Surgeons must become better coaches themselves. The lead surgeon needs to develop the skills to perform an effective debrief after each of these early cases. Edmundson’s research called this leadership skill in the surgeon as the ability to create “psychological safety”, meaning that the team feels free to speak up about problems without concern for retaliation or ridicule. After gaining some proficiency, the team must then learn the often unforeseen problems that occur during this new procedure, how particular conditions influence the risk of those problems and then devise strategies to either prevent or respond to those events. A coach that guides its team through the novice phase and steers it away from trouble while gaining more and more proficiency buys the needed time to acquire expert status. The ability to navigate this path is what separates successful from failed programs.

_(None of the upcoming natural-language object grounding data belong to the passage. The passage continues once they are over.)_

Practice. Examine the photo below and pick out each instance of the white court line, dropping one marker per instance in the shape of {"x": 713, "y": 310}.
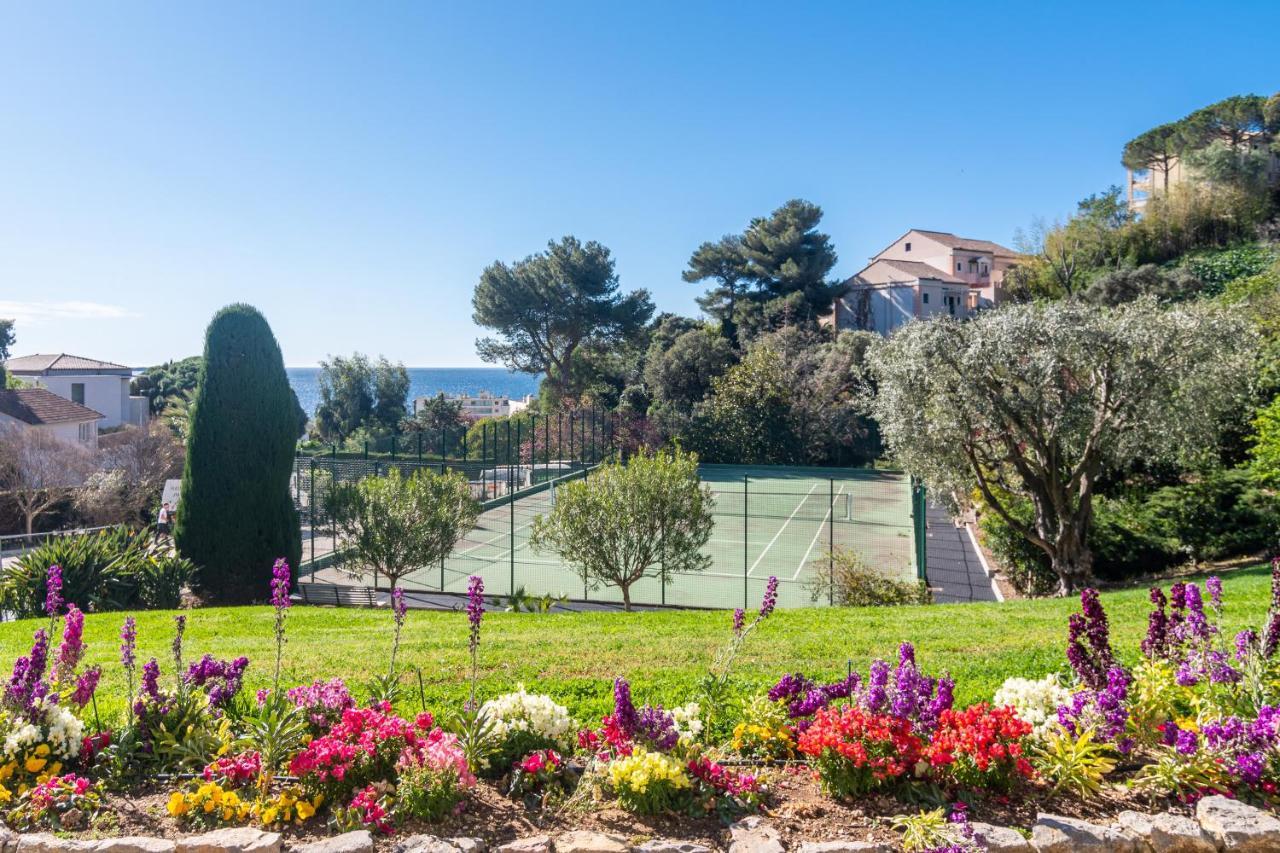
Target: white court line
{"x": 799, "y": 506}
{"x": 804, "y": 560}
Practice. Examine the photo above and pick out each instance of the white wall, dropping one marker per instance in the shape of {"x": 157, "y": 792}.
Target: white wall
{"x": 108, "y": 395}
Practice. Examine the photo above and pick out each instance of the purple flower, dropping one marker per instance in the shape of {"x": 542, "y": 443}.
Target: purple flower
{"x": 1215, "y": 591}
{"x": 771, "y": 596}
{"x": 85, "y": 687}
{"x": 54, "y": 591}
{"x": 280, "y": 582}
{"x": 128, "y": 642}
{"x": 1244, "y": 643}
{"x": 1185, "y": 743}
{"x": 475, "y": 607}
{"x": 72, "y": 648}
{"x": 624, "y": 708}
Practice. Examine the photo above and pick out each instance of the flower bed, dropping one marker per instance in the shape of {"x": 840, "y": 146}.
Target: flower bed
{"x": 1196, "y": 716}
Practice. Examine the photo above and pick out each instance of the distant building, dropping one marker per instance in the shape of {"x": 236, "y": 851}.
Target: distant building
{"x": 919, "y": 276}
{"x": 42, "y": 410}
{"x": 481, "y": 405}
{"x": 100, "y": 386}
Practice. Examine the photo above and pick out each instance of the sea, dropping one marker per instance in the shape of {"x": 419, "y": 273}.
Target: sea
{"x": 428, "y": 382}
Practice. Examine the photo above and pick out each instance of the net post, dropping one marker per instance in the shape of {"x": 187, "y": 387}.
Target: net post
{"x": 831, "y": 544}
{"x": 746, "y": 492}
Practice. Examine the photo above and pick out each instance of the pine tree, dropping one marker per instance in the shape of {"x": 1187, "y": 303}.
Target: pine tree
{"x": 236, "y": 515}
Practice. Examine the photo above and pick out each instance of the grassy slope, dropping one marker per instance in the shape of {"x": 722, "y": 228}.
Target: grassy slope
{"x": 575, "y": 656}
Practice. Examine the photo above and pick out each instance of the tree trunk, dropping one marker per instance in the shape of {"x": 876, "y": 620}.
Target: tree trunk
{"x": 1072, "y": 561}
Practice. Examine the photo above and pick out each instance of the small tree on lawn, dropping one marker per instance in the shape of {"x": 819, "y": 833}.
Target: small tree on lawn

Evidence for the value of all this coaching is compelling. Academic surgeons have been coaching residents for decades by conferring graduated responsibility, encouraging or expecting deliberate practice, and deconstructing complex tasks. Multiple studies have shown that clinical outcomes at academic hospitals with residents operating are no different than hospitals with no residents. If coaching surgeons that had no prior skills does not compromise patient safety, then a similar approach should improve the success rate of training robotics to otherwise highly skilled surgeons.
Organizations must also develop their own novel paradigms for learning when it comes to surgical innovation. Few understand how to innovate. Time spent in training isn’t reimbursed so hospitals have been reluctant to make the necessary investments needed to improve past failed approaches to training. Hospital executives should also prioritize staffing to minimize the complexity of the learning phase.
It’s a lot to ask of surgeons, their teams and the hospitals where they work. But patients desperately want us to try. This makes it all worthwhile.